Stuttering is indeed a speech disorder. I’m stuck in my words although I know exactly what to say. They just don’t come. Experiencing this from a young age has not been easy. School was very stressful, and I felt a lot of anger and sadness during puberty.
Joseph Sheehan, an American professor of psychology and speech pathology, made one of the most beautiful definitions of stuttering there is: stuttering is all you do to not stutter. And right he is. Therefore, he made the metaphor of the iceberg. The top of the iceberg is the part that is visible for everyone: the stuttering itself. Your mouth that is blocked while speaking. But a big part of the iceberg lays under water and is consequently not possible to be seen. These are all the emotions. Unnoticeable, but very present and impossible to ignore.

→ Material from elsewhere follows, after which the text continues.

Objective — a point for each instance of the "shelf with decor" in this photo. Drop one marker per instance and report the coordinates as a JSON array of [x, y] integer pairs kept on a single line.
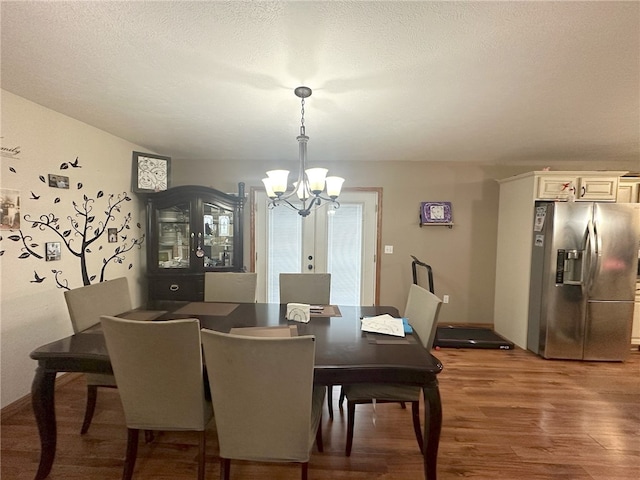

Stuttering is so much more than just a speech disorder. It is dealing with all these emotions on a daily basis. For a lot of stutterers, the fear of speaking and the shame is the biggest battle they have. A battle that may seem impossible to overcome in certain moments of their life.
But among all these uncertainties I wouldn’t miss stuttering for anything in this world. In the long run I believe it will guide me through a process of everlasting courage, happiness and growth. I am sure that without stuttering I would be a totally different person who perhaps was not so good at self-reflection and would live more in superficiality. That not the same beautiful people would be in my life. I see stuttering as something which enables me to work consistently on myself. To be a better person than the one I was yesterday and to challenge myself.
So if you are stutterer. Please trust the process you will make. Going through a process that has a positive ending will add so much value, will give you enormous amount of strength and hope. Trust your struggle. Or even better: Trust your Ssstruggle.